West Windsor’s Township lawyer Michael W. Herbert hopes recent decisions by a Superior Court Judge and the Supreme Court will put an end to litigation that the township has defended for over 20 years.
Rajeshwar and Roopa Yadav have named the township as defendant in eight separate court cases since 1983. Four state and four federal courts have ruled in favor of WW in the zoning dispute over the couple’s property on North Post Road.
The Yadavs applied for a subdivision in 1981 to build seven single family homes on their four-acre lot. West Windsor’s zoning restricts them from doing so on this piece of property.
According to Herbert, The couple was granted a conditional subdivision at that time. Rather than building, the Yadavs sued the township, claiming their conditions were illegal.

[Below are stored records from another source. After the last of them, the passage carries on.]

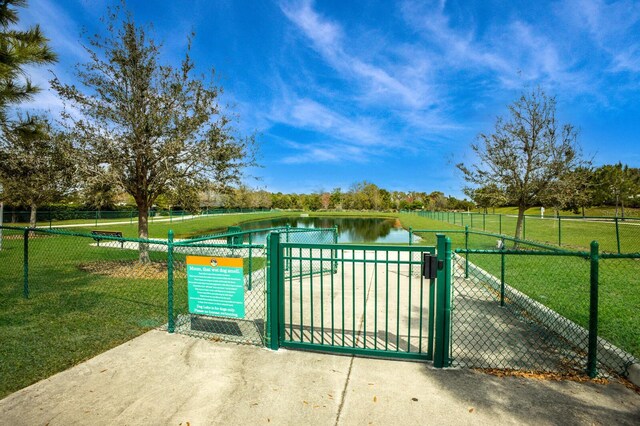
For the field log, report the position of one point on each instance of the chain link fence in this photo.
(526, 307)
(614, 234)
(66, 296)
(65, 299)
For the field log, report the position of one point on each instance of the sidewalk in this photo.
(161, 378)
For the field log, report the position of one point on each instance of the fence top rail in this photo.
(224, 245)
(369, 247)
(83, 234)
(255, 231)
(537, 216)
(619, 256)
(440, 231)
(491, 234)
(582, 254)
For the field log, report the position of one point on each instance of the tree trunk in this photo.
(143, 232)
(518, 236)
(32, 217)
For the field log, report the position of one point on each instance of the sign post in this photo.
(216, 286)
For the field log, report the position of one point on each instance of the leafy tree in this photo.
(526, 153)
(100, 192)
(573, 190)
(155, 126)
(486, 196)
(36, 164)
(18, 49)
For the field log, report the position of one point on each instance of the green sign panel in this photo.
(215, 286)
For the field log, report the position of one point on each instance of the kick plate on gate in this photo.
(429, 266)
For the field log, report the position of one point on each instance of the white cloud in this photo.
(397, 84)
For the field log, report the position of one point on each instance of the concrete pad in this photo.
(380, 392)
(162, 378)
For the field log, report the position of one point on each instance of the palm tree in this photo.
(18, 49)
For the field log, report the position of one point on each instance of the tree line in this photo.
(365, 196)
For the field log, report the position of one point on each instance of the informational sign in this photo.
(216, 286)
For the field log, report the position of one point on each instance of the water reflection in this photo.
(351, 229)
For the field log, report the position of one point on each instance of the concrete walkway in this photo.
(161, 378)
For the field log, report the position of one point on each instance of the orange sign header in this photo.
(235, 262)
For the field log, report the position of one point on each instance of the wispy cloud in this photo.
(614, 27)
(398, 84)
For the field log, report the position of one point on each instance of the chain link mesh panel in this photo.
(83, 298)
(511, 326)
(529, 311)
(618, 312)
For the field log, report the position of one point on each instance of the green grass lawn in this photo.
(83, 301)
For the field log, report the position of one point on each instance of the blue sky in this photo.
(390, 92)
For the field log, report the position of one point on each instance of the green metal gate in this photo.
(367, 300)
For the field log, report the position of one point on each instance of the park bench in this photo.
(98, 234)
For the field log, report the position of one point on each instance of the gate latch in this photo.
(429, 266)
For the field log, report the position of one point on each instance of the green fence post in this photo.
(618, 235)
(559, 231)
(334, 253)
(25, 265)
(288, 265)
(592, 357)
(466, 255)
(446, 345)
(443, 302)
(502, 259)
(273, 299)
(171, 321)
(250, 286)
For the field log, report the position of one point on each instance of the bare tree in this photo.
(526, 153)
(154, 126)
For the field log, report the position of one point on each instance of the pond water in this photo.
(350, 229)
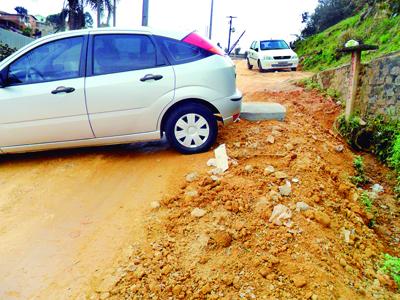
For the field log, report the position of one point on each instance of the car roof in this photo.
(103, 30)
(145, 30)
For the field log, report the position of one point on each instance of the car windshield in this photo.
(273, 45)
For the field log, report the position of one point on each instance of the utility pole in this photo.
(98, 13)
(230, 31)
(115, 13)
(145, 13)
(211, 16)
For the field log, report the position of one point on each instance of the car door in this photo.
(251, 52)
(43, 100)
(129, 85)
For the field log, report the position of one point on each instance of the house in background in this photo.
(17, 22)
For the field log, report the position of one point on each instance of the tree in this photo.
(88, 20)
(21, 10)
(58, 20)
(76, 16)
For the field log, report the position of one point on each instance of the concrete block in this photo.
(257, 111)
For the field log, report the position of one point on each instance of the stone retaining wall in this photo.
(379, 86)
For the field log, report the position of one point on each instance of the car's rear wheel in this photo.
(191, 128)
(249, 66)
(260, 67)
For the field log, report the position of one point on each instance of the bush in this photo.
(6, 51)
(382, 135)
(391, 266)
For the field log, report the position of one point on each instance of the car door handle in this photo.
(151, 77)
(63, 89)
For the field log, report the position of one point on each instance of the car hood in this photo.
(281, 52)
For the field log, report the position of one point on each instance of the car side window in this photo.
(122, 52)
(179, 52)
(55, 60)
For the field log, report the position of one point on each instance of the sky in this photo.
(262, 19)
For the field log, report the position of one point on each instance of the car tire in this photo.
(249, 66)
(260, 69)
(191, 129)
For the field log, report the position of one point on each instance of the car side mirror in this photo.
(2, 81)
(3, 76)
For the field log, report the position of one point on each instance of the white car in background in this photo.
(271, 55)
(110, 86)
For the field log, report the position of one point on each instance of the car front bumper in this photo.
(229, 108)
(279, 64)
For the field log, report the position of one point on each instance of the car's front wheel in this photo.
(260, 67)
(191, 128)
(249, 66)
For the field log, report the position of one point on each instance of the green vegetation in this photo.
(360, 178)
(319, 52)
(378, 135)
(5, 51)
(366, 201)
(391, 266)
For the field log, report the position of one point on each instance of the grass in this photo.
(359, 179)
(391, 266)
(319, 52)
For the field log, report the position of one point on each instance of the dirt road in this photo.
(78, 222)
(66, 214)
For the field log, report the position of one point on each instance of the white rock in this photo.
(214, 178)
(286, 189)
(155, 204)
(221, 158)
(270, 139)
(280, 175)
(302, 206)
(339, 148)
(248, 168)
(216, 171)
(280, 213)
(269, 170)
(192, 193)
(198, 212)
(212, 162)
(191, 177)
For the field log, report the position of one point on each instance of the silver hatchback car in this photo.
(111, 86)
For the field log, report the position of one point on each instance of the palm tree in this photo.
(102, 6)
(76, 15)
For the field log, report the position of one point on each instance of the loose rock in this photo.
(269, 170)
(198, 212)
(270, 139)
(322, 218)
(286, 189)
(299, 281)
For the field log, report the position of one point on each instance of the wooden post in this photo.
(354, 74)
(353, 86)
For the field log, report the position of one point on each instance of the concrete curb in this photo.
(257, 111)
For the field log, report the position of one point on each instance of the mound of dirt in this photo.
(321, 248)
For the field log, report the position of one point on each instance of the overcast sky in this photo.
(262, 19)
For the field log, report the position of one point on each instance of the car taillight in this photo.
(197, 40)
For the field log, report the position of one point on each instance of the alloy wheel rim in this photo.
(192, 130)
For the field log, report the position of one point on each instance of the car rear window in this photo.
(179, 52)
(273, 45)
(122, 52)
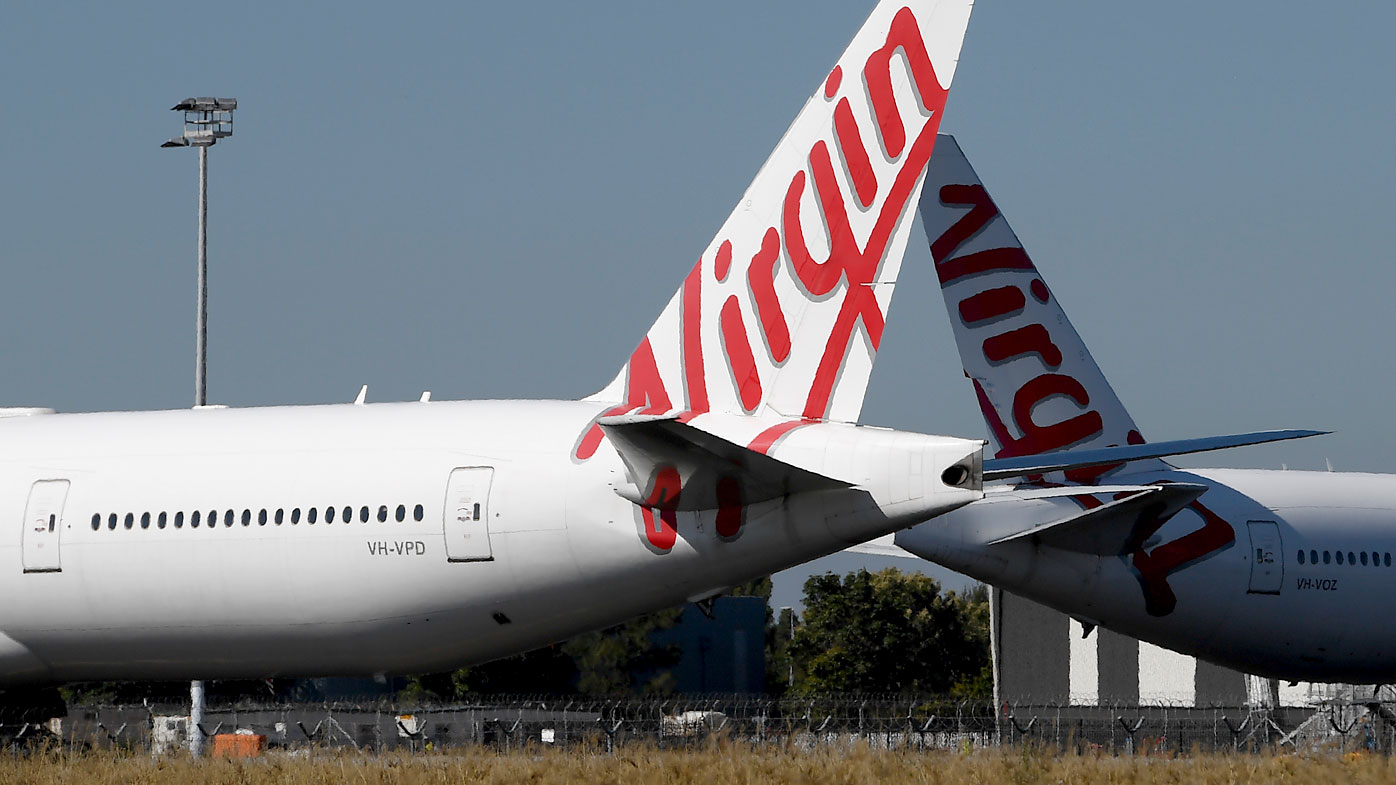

When a New Jersey judge ruled that the conditions were lawful, Yadav filed federal cases claiming the township discriminated against him. He claimed the township did not grant subdivisions to Asians, particularly of Indian descent, Herbert said.
Those cases were ruled in the Township’s favor. By that time, the three-year limit on the conditional subdivision had passed, and Herbert says the Yadavs at this time filed another lawsuit claiming that the time limit on the subdivision was illegal.
The court again ruled in favor of the township, and by this time the township had passed an ordinance raising the minimum property for a single family home to be built on from two-thirds of an acre to one acre. It has since been raised to one and two thirds acres.
Herbert said the Yadavs have since stopped using lawyers and Rajeshwar has argued subsequent cases without representation.
Judge Linda R. Feinberg ruled in that the couple must pay the township’s legal fees of $7,”500. Herbert expects an appeal.